Scaffolding is expected to be removed from the entrance by October.
Bowden says CSI will return later in October to waterproof the mural, a task that will take a couple of days to complete and won’t require scaffolding to be installed again.
Repairs are also underway to a pair of structural columns on either side of the building’s main entrance. That work will wrap up at the same same as the mural restoration.
Mr. Bowden expects the cost of the repairs will be in the $225,000 range.
The abstract mural is a familiar sight to anyone on the St. John’s campus and to drivers stopped at the Prince Phillip Drive-Westerland Road intersection.
A ceramicist and sculptor who died in 2013, Mr. Savoie produced a number of public murals in St. John’s and throughout Canada, such as a terracotta and ceramic mural at the McGill Metro station and a screen installation at the Quebec pavilion during Expo 67. He primarily worked in clay.
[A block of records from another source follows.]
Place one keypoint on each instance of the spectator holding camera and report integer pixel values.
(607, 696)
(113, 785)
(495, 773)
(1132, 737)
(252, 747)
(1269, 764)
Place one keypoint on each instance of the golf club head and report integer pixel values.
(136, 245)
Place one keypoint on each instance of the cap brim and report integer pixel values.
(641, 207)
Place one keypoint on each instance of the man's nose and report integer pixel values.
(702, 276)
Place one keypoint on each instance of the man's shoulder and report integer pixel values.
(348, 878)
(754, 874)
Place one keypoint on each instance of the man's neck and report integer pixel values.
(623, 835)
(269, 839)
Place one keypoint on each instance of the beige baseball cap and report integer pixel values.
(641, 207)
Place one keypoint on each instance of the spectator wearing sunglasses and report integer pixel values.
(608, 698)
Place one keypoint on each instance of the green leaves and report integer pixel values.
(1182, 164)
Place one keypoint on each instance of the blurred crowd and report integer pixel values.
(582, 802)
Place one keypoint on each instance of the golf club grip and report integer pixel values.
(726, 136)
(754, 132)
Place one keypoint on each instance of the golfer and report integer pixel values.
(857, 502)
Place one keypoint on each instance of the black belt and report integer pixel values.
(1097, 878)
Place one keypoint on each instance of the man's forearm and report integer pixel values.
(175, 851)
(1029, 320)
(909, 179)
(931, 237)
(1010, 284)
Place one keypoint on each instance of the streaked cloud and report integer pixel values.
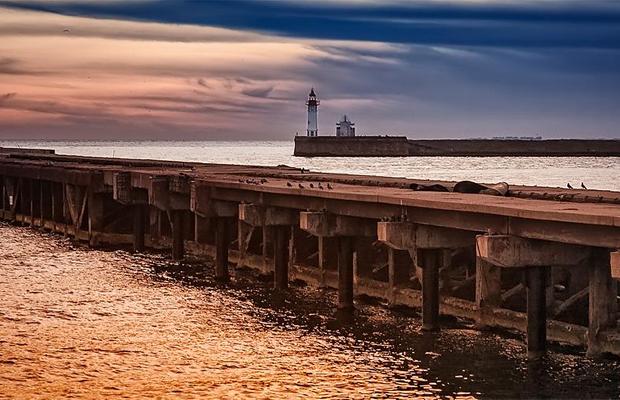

“That was his main medium,” said Kelly Caldwell, CSI’s conservator and project manager.
On its website, CSI notes the Memorial mural “incorporates biomorphic forms and references to nature depicted in raised and incised sculptural forms, colored gravel and splashes of pigment.”
Biomorphic forms are abstract rounded shapes based on those found in nature.
“The abstract style is very similar to his other work and also very reminiscent of the 1960s,” said Mr. Caldwell.
Installed in 1966 as the Education building was completed, Mr. Bowden says the mural has stood the test of time until recently. Last year, pieces of concrete started dropping off. As a safety measure, temporary wooden shelters were installed around the main doors.
“We couldn’t go through another winter with that potential. We get freeze-thaw cycles and water gets at the rebar, freezes and the rust expands and the concrete pops off,” he said. “We had to do something to stabilize it — either take it down or fix it.”
To track down companies with experience in art restoration, Mr. Bowden got in touch with Heritage Canada.
“This one was interesting. It took a bit of digging to find how to tackle this.”
The job went to CSI, which has an office in Ottawa, where it recently completed a four-year project managing the stabilization, repair and cleaning of the West Block parliamentary building’s exterior masonry. The company also did conservation work on the National War Memorial and restoration of a ceiling mosaic in the Wellington building.
Repairs in situ
CSI assessed the Memorial mural in the spring, provided recommendations and later determined the repairs could be done in situ rather than by removing the artwork from the building. They determined that the anchors that were put in place are in good shape.
Then, one of CSI’s first tasks was to determine how the mural was created to produce replicas of the missing sections.
“That’s within our conservation field — not just what does it look like, but how is it made, what is it made with,” said Mr. Caldwell. “So when we do repairs, it’s with the best colour match and the best material that’s going to be compatible.”
The mural was created in 12 concrete panels, with each one spanning roughly 100 square feet.
“Our understanding is these were made in a mould face down,” said Mr. Caldwell. “The coloured mortar was added into the mould first and then the concrete mortar was then pressed into the mould and allowed to set and then applied to the backing concrete.”
As the work continues, CSI is carrying out a variety of tasks to repair the aging concrete, stabilize the rusting rebar and restore the mural’s fading colours.
“We clean out around the exposed areas of rebar, removing any failed material and any of the rust on the rebar,” said Mr. Caldwell. “We’re coating it with a primer type of material that stabilizes the rust and allows us to put brand new repairs over the top of it.”
Using customized cement mortar to recreate the mural details, CSI is replacing damaged or missing pieces. They’ll also remove lichen, algae, debris and car exhaust that have settled on the mural’s surface — dulling the dark red and green pigments in the concrete.
“Where there are areas of loss, we will artistically reapply the pigmented mortars. It’s not actually a paint, it’s a pigmented mortar,” said Mr. Caldwell. “The cleaning will also brighten up those colours.”